“You can learn a line from a win and a book from a defeat.” – Paul Brown
I recently read a couple articles about a Michigan State University quarterback that lost his starting job. This young man, Andrew Maxwell, was the team’s #1 QB a year ago, but didn’t do quite enough to keep his spot. This season, as a fifth year senior, he had to turn the reins over to another player. What’s amazing about this is that both articles contained multiple quotes from Maxwell’s teammates and coaches discussing what an incredible team player Maxwell is. Instead of throwing in the towel and going about his business dejectedly, Andrew Maxwell has continued to practice at the same level and has made a point to help his teammates perform to the best of their abilities in any way possible.
Could you do this? Could you keep your composure and be productive? Could you be a great teammate?
Could I? I’d like to say yes, and being an author of a daily blog that centers around positivity, you’d think I would, right? Given the same set of circumstances, I’d like to think I would eventually make peace with it and put my best foot forward. I’d like to think that anyway. I’m sure in private moments, Andrew Maxwell has had some negativity seep in. It’s human. I think we all would.
I’ve actually seen this play out in person, and it’s both fantastic and heartbreaking to be a part of. As a head coach, the hardest thing I have to do is make out a lineup. I’m not sure if this is something other coaches deal with, or if I’m just a softy. When I post the day’s lineup, I watch the players check it, and I see the disappointment from those listed in the ‘Bench’ column. That’s one of the toughest things for me to watch. I wish I could play more than 9 or 10 guys at a time, but that’s obviously not possible. I watched one young man go through this a lot last season, and the end result was a level of admiration for this ball player that I will carry for a long time. This young man always took it in stride (at least outwardly), and at no point did I see a mopey or pouty athlete. I knew he wanted more playing time, but he just happened to be blocked by other players. He stuck it out, made it through, and has earned a spot in my heart as one of the toughest and most valiant young men I have coached. He’ll get a shot this coming season, and I can’t wait to see what he does with it.

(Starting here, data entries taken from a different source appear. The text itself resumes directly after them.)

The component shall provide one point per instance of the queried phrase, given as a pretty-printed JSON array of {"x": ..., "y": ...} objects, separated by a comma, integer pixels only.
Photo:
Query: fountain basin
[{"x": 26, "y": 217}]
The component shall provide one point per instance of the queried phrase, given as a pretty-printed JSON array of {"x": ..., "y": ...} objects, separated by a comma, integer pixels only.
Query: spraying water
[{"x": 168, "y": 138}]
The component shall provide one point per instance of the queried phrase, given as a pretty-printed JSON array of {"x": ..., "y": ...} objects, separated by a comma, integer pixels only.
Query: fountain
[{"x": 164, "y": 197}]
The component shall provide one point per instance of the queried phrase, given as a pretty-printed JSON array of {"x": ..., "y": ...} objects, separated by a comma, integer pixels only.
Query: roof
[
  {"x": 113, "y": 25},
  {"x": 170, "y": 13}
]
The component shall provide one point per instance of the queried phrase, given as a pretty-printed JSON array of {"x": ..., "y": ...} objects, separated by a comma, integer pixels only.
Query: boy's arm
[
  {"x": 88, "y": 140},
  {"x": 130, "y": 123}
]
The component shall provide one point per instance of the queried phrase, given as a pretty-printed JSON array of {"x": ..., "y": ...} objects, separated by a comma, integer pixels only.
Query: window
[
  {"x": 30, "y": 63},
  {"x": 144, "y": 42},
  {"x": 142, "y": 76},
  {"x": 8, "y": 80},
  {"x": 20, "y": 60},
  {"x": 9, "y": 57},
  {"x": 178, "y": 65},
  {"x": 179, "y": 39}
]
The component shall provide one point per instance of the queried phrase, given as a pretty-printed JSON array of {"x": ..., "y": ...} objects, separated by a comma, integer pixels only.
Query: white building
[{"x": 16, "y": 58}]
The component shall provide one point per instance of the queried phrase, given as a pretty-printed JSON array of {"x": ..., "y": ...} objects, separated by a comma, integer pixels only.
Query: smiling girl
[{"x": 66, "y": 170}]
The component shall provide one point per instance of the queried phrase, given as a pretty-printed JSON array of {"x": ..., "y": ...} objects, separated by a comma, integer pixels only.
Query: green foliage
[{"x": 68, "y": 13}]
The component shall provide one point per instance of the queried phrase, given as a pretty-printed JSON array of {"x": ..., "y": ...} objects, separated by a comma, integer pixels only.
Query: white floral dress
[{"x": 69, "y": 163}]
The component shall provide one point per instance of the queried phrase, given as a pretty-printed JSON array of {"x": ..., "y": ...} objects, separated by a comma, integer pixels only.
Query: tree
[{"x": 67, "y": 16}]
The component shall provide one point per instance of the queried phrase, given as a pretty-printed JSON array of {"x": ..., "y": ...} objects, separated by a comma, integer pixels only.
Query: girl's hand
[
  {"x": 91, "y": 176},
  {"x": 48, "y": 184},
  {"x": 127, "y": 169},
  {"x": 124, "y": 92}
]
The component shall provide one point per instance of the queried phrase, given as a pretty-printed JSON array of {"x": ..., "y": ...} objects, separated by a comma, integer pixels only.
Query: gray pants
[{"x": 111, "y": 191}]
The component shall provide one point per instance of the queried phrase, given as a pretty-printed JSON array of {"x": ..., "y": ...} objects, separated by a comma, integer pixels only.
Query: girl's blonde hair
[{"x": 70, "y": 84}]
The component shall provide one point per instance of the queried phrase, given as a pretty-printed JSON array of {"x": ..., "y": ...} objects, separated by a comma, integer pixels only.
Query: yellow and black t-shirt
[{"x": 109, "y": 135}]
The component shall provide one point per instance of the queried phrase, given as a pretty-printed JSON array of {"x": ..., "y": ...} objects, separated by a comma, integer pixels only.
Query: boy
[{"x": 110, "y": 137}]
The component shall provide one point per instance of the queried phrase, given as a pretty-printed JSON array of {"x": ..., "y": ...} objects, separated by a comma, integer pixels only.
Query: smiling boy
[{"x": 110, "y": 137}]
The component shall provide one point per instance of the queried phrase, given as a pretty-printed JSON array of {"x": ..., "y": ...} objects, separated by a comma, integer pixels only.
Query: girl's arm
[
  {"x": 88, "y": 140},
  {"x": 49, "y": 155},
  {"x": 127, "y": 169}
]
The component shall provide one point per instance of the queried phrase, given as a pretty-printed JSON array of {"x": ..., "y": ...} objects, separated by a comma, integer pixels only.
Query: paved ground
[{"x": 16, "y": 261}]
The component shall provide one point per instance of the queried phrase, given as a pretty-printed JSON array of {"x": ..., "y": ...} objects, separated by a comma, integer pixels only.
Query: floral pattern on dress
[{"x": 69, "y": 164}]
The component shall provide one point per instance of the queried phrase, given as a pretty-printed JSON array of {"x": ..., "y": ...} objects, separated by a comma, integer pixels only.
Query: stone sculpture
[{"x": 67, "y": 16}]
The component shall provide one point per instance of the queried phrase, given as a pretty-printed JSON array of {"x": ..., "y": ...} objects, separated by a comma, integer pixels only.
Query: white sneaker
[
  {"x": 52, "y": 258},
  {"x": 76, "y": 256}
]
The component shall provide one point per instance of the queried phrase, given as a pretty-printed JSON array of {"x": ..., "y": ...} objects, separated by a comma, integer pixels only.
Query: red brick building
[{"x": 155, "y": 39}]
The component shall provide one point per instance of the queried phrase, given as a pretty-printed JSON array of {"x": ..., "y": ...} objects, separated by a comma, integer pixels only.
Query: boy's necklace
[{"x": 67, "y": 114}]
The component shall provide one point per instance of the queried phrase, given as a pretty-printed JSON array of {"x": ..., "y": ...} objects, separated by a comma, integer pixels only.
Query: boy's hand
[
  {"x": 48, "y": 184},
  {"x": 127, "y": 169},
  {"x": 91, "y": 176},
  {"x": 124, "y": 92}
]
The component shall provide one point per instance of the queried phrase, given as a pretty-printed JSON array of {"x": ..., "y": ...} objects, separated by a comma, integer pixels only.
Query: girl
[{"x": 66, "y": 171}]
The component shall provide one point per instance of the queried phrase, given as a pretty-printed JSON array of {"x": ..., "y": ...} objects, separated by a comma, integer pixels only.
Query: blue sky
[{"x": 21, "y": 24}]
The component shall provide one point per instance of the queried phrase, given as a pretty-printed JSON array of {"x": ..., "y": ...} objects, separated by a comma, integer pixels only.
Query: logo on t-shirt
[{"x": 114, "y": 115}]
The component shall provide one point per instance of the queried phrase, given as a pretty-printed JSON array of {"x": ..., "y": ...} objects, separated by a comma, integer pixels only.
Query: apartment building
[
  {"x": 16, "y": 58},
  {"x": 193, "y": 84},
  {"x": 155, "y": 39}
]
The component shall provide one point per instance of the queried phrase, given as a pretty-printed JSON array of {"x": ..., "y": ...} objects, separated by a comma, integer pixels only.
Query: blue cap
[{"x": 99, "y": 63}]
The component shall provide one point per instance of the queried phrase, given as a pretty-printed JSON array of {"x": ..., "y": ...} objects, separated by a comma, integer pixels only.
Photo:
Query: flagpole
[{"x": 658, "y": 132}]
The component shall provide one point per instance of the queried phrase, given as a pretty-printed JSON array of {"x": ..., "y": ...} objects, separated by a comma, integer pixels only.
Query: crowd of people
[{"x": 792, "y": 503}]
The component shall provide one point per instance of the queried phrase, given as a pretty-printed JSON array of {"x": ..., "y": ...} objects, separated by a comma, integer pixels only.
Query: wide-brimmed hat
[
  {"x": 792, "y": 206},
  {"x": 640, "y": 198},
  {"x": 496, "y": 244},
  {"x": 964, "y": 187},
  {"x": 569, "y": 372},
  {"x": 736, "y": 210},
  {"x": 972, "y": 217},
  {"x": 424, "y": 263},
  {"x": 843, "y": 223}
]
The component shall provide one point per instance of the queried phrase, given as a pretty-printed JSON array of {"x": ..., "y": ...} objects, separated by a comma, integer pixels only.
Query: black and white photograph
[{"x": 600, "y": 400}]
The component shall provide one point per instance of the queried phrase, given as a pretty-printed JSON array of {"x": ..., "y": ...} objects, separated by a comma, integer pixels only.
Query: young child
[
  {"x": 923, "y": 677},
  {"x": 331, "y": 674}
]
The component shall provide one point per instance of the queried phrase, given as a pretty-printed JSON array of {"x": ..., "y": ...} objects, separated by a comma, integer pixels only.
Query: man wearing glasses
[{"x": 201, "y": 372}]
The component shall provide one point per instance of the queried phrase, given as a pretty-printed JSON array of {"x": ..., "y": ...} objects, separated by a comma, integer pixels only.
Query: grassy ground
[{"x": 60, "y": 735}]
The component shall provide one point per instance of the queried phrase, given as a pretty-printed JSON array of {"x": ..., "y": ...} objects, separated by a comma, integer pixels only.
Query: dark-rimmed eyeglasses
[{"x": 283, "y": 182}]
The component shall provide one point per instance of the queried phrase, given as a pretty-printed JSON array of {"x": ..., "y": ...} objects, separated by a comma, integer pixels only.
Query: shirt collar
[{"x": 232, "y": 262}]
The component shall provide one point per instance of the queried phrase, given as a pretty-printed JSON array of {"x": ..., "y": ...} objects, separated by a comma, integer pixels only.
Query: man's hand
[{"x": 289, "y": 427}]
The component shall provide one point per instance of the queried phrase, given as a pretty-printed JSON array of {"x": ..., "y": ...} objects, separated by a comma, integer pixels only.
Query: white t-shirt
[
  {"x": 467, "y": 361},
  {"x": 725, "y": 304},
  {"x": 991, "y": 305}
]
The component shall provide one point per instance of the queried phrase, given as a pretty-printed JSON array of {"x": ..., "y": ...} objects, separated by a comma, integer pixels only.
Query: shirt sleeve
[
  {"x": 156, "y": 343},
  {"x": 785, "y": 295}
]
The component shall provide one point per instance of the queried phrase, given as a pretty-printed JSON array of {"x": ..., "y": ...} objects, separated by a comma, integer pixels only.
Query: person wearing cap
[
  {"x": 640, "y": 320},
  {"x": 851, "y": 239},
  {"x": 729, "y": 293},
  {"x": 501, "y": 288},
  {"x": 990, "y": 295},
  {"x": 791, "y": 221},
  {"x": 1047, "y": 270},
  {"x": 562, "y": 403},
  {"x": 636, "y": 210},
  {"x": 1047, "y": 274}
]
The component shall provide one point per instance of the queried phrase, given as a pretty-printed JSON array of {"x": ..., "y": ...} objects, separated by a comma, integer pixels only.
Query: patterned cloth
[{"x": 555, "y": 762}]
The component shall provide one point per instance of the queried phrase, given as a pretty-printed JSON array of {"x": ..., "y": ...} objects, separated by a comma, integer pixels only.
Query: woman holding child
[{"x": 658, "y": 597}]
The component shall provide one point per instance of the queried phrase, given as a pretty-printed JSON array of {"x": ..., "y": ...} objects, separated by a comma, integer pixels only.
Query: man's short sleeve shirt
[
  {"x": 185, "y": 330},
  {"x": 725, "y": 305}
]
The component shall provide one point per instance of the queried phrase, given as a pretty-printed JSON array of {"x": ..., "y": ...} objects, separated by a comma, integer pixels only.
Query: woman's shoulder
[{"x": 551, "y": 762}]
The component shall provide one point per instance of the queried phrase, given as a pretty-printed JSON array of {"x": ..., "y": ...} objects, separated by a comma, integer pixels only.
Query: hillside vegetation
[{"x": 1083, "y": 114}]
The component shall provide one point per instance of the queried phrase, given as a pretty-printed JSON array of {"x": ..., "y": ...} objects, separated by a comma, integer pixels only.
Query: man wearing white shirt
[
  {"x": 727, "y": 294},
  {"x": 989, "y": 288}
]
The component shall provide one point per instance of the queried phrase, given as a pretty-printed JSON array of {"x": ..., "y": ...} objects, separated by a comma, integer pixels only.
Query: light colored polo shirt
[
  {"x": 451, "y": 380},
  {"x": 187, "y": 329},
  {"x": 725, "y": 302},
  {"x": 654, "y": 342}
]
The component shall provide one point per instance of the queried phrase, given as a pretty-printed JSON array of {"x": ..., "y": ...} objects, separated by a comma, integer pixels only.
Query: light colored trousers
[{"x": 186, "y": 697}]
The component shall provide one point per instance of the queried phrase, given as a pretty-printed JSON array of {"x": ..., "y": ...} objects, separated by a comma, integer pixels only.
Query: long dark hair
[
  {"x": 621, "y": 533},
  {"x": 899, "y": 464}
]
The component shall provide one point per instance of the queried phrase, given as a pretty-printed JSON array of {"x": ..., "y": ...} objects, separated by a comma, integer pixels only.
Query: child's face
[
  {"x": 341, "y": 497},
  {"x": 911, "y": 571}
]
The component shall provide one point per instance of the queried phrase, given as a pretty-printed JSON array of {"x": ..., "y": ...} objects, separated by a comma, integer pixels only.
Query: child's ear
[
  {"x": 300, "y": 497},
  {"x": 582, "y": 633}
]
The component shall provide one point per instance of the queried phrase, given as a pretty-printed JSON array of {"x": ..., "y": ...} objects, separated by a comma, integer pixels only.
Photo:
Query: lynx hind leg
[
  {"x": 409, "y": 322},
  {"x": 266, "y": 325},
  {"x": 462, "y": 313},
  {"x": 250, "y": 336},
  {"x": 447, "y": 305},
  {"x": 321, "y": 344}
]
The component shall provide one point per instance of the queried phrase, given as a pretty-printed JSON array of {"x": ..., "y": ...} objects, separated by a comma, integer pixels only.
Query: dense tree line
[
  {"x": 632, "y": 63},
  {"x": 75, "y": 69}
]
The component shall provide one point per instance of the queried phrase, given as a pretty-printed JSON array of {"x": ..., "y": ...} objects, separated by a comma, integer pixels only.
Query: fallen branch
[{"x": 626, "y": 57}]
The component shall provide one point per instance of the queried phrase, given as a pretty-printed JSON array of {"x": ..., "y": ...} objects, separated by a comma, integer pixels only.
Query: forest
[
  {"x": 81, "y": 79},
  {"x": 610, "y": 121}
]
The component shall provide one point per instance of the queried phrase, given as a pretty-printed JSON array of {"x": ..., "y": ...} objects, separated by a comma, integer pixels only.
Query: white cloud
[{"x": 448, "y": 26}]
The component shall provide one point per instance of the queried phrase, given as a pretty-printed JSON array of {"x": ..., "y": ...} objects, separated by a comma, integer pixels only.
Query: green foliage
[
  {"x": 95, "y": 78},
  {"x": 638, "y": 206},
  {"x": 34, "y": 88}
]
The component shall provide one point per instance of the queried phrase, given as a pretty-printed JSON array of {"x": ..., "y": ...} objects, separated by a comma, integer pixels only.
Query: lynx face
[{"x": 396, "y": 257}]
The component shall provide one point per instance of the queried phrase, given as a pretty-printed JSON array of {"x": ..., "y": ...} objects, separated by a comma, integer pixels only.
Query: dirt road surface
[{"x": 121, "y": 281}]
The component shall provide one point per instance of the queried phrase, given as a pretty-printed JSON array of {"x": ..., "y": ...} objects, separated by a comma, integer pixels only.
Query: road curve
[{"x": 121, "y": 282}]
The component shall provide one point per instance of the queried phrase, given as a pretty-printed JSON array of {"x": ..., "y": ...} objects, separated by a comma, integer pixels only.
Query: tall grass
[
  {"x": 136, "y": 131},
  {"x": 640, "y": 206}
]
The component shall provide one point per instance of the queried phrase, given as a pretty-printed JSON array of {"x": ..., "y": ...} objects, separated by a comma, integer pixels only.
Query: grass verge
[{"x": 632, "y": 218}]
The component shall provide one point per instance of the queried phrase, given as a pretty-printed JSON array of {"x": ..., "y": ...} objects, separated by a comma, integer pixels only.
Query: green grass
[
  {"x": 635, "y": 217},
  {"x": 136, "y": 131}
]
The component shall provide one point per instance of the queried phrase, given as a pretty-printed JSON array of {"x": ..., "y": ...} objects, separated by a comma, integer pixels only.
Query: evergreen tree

The lesson here is that we can go one of two ways when we have something taken from us or don’t have things go as planned. We can shut down, point fingers and hinder those around us out of spite. Or, we can choose to learn from the experience, continue to bust our tails and do whatever possible to advance the success of our peers. Option one is easier and ultimately selfish. Option two shows true character and compassion.
It’s okay to be a backup. Every job has purpose. Embrace whatever role you have and push yourself to be the best in it. And, when and if your time comes, you will be fully prepared to make the most of the opportunity.